Good Vibrations: My Life as a Beach Boy
- Author: Mike Love with James S. Hirsch
- Language: English
- Genre: Autobiography, memoir
- Published: Blue Rider Press
- Publication date: September 13, 2016
- Publication place: United States
- Pages: 436

= Good Vibrations: My Life as a Beach Boy =

2016 memoir by Mike Love

Good Vibrations: My Life as a Beach Boy is an autobiographical memoir by American musician Mike Love, co-founder of the Beach Boys, written with James S. Hirsch. The book was published by Blue Rider Press on September 13, 2016, one month before the release of fellow co-founder Brian Wilson's autobiography, I Am Brian Wilson: A Memoir. Love wrote the book as a response to "many inaccuracies" that had been said about him over the decades. Much of it covers his 1992 lawsuit against Wilson for owed songwriting credits.

==Background==
In November 2014, Love announced that he had been working on the book and that it would be due in 2016. After the work was completed, he said that the "easiest part of writing this book was just commenting on my actual experiences as a Beach Boy, because there have been many inaccuracies that have been said about me over the years." He says that co-writer James H. Hirsch helped by "read[ing] every book and article that's ever been written about the Beach Boys. It really gave context to telling about all the things that happened in my career."

==Critical response==

The Los Angeles Times Sarah Rodman wrote: "To the people who believe that Brian rules and Mike drools, what Love writes will not matter one iota. But for those interested in Love's perspective, My Life as a Beach Boy is a generally solid read." Comparing it to I Am Brian Wilson, journalist James Wolcott wrote that Good Vibrations "is the better read: lively, informative, thumbtacked with crazy specifics, and a decent job of self-exoneration." The Australians David Free rued that Love's "hyper-confidence makes his book an unusually honest one. Because he thinks he's always right, he leaves nothing out. Indeed his memoir has a panoramic clarity that Wilson's lacks: if you don't know much about the Beach Boys, Love's is the better book to start with."

The New York Times Janet Maslin accused Love of cherrypicking facts: "Still, its boasts and grudges overpower the writing style.
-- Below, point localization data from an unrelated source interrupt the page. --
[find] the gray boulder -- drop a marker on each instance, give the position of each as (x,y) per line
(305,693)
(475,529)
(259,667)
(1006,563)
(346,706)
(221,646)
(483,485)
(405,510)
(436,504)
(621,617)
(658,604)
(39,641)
And more than a half-century's worth of inside information about the Beach Boys, who were all the rage until they were ancient history, has undeniable appeal, especially from a new perspective." Journalist David Hepworth said that Love and Wilson's respective books "take themselves preposterously seriously", that neither author "seem[s] to realise just how absurd his life has been", and that Love's book is "so relentless in its efforts to build up his part that you feel that Will Ferrell should consider turning it into a film".

Pitchforks Stacey Anderson opined that public characterizations of Love are often "overly reductive. Love contributed much to the Beach Boys' success—but he only damages himself by detailing his perceived misfortunes while refusing to explore any real sympathy toward his bandmate of actual disability." She adds that Love's seeming lack of empathy for Wilson is "summarized neatly in the acknowledgements section, where Love thanks neither Wilson nor the original Beach Boys but does praise John Stamos."